Üniversite konuşmalarınızda gençlere mezarlık ziyareti tavsiyesi yapıyor muşsunuz doğru mu?

Doğru… Gençlere “Her hafta sinemaya gideceğinize mezarlıkları ziyaret edin.” diyorum.

Biz, Müslümanlar olarak “korkuyla korku arasında” yaşamalıyız. Azıcık af ümidi doğduğunda şımarıyoruz çünkü…

Dostoyevski “Dindar biri olmasam bile, bu çağ insanının kurtuluşu dindedir diye dindarlığı, dini destekliyorum.” demişti. Bu cümleye siz de katılıyor musunuz?

İnançsız aileler çocuklarını dindarların dershanelerine göndermeye başladı çünkü çocuklarının orada sigara ve uyuşturucuya başlamayacağını anladılar. Oylarını sol partilere atıp, çocuklarını cemaat dershanelerine gönderiyorlar! Bu bizlere Müslümanların yaşam tarzlarının çok korunaklı ve tehlikesiz olduğunu göstermiyor mu? Onların bile anladığını biz niçin anlamıyoruz? Ümmetin kaybedecek tek çocuğu bile kalmadı. Bir tek Müslüman çocuk, bu dünyayı tekrar diriltebilecek donanımdadır. Bir Müslüman cihana bedeldir!

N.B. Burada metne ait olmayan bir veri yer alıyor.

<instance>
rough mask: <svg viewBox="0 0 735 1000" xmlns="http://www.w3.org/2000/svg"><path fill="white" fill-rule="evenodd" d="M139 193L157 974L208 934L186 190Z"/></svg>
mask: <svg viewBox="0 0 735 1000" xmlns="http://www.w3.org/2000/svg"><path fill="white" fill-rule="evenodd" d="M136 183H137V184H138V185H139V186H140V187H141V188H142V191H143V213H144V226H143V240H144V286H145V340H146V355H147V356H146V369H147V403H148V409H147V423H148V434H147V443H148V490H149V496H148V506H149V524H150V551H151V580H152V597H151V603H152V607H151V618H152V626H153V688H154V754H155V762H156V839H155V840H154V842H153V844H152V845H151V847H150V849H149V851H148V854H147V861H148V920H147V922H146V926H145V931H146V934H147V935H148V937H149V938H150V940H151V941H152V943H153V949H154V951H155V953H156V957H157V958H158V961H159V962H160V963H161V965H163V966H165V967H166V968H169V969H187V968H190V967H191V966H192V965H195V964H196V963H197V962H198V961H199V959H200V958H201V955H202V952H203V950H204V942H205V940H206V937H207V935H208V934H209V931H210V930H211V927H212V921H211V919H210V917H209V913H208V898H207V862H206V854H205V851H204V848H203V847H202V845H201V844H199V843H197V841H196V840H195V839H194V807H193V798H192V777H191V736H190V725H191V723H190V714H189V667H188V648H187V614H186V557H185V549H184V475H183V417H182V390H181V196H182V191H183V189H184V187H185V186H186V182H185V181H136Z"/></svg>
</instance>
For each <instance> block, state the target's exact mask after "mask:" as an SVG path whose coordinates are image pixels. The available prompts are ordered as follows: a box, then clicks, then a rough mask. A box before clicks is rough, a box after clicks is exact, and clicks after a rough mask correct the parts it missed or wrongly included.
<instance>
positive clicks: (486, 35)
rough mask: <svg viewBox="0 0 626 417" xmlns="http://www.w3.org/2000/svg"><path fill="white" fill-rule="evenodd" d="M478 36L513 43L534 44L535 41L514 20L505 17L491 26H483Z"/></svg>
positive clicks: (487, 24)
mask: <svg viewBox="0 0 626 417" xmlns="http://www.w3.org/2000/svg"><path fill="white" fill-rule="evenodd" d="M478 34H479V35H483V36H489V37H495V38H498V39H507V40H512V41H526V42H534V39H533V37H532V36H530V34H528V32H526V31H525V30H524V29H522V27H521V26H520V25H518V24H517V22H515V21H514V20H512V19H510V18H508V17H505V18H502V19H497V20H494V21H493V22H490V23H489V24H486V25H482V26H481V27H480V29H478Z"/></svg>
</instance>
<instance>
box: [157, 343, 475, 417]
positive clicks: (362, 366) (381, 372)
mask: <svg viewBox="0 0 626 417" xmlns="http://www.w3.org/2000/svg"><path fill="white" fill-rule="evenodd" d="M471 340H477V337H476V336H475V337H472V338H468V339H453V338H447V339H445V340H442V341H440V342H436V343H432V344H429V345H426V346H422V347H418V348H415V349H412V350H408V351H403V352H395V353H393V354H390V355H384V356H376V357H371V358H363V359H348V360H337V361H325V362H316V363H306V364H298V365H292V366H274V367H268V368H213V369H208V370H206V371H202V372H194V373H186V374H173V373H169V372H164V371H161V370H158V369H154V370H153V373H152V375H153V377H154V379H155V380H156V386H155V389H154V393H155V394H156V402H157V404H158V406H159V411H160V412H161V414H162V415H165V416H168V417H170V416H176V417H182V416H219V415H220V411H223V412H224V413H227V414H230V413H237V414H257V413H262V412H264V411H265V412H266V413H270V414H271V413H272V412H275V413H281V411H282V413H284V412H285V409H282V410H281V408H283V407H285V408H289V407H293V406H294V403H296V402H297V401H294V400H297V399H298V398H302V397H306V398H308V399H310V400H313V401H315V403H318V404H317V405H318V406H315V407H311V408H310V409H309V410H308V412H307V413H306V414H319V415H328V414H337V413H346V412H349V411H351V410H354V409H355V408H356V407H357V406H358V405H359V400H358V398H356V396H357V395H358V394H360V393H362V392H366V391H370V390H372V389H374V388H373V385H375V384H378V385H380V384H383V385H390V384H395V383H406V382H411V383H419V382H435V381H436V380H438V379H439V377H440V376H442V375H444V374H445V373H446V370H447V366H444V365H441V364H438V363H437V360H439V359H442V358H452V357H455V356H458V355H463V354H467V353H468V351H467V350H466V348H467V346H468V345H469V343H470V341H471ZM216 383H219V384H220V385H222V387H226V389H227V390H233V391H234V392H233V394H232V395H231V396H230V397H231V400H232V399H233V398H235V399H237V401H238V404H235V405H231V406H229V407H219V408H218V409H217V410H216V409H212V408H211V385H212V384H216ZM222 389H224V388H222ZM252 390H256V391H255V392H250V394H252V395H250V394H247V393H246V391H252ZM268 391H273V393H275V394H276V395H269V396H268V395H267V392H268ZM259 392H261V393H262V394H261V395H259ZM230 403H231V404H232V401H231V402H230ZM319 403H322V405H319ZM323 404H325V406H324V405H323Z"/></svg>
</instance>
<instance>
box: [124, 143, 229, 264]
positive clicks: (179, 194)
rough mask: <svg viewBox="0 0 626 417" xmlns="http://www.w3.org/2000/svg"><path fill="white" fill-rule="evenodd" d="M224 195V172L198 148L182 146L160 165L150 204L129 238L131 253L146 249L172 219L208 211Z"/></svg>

Modern ilahiyatçılar ve din adamlarının “Sevgi” diye gezindiği bir ortamda sizin konuşmalarınız ve kitaplarınız “Korku”yu öngörüyor. Bu riskli bir şey değil mi?

Son kitabım “Öğlen Namazına Nasıl Kalkılır?”ın karın ağrısı şudur: Ne yani cehennem olmasaydı Allah’a inanmayacak mıydık? Peygamber efendimiz cennetle müjdelendiği halde ibadetlerini “Evet cennetle müjdelendim, Rabbime daha fazla şükretmeyeyim mi?” diyerek aksatmamıştır. Başkasının bir hatasını ölene dek bağışlamayan insanoğlu sıra kendisine gelince Allah tarafından hemen bağışlanacağı duygusuna kapılarak gevşiyor. Tövbe farzdır. Tövbe kurtuluştur. Kaliteli bir tövbeyle affedilmeyecek suç yoktur bunu biliriz fakat kaliteli tövbe demek o suçla mezara kadar gözyaşı dökmek, ibadet etmek, korunmak değil midir? Tövbe etmek, başımız sıkışınca bir cümle kurmak mı? Hayır…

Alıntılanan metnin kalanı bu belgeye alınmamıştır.